A Globo, claro, fez o que sempre faz, entrou de salto alto e liderou com folga, cravou 30,7 pontos na Grande São Paulo e bateu pico de 31,75 no minuto final, o melhor desempenho da casa numa noite de sábado em seis anos. Mas a novidade da noite, o que me deixou genuinamente fascinada, foi o SBT, que cravou média de 8 pontos com a partida narrada pelo Galvão Bueno e ainda alcançou pico de 10,6. Para uma emissora que vive apanhando na medição, isso é o equivalente a entrar no clube dos bilionários sem ter herdado nada.
Liguei na hora pra Dani Beirute dando os parabéns, porque crescimento desses não se comemora sozinha, se telefona pra geral. E foi o que fiz, varei a noite na ronda de ligações, distribuindo elogio como quem distribui dividendo. Enquanto isso, a CazéTV do Casimiro fez o que ela faz de melhor, explodiu: 12,2 milhões de acessos simultâneos, quebrando o recorde mundial do YouTube, com a média oscilando entre 9 e 10 milhões de views ao mesmo tempo. É o tipo de número que faz qualquer executivo de TV aberta repensar a vida.

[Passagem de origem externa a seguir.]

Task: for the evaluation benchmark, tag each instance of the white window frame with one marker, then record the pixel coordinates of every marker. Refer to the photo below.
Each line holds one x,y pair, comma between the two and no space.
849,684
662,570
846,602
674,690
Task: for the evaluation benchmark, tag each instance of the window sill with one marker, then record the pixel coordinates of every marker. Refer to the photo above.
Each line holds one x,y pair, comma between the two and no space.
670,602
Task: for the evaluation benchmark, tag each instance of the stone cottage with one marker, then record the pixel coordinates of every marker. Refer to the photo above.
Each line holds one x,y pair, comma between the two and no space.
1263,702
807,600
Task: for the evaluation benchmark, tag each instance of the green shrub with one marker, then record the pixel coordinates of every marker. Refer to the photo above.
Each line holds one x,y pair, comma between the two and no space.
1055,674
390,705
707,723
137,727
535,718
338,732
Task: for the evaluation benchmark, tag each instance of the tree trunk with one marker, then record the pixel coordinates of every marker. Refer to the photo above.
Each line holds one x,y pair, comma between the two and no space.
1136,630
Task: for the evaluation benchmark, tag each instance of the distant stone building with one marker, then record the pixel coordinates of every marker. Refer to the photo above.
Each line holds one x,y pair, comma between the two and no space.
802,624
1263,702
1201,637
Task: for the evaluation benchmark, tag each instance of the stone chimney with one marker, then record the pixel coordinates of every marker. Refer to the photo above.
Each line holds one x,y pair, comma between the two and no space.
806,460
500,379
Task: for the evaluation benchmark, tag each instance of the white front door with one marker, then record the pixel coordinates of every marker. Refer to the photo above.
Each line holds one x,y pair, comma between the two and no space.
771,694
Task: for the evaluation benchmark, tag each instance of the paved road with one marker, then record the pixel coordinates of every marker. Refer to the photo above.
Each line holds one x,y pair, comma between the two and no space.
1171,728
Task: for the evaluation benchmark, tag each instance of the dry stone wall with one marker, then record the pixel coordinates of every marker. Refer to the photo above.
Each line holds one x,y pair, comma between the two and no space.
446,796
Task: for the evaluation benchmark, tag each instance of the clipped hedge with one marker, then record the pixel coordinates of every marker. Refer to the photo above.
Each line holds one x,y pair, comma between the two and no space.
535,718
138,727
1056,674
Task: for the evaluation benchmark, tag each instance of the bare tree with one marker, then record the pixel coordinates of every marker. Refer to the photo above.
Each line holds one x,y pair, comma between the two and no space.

Agora segura o coração, porque tudo isso ainda é prévia. Os dados oficiais saem só na segunda-feira e os executivos já apostam que a partida pode encostar nos 12 pontos quando o consolidado for liberado, uma variação de 40% que é praticamente inédita. Ou seja, a treta da audiência mal começou, e eu vou estar aqui, com a taça numa mão e o Ibope na outra, conferindo quem vai sair dessa Copa rica de verdade e quem vai sair só com a conta do anunciante pra pagar.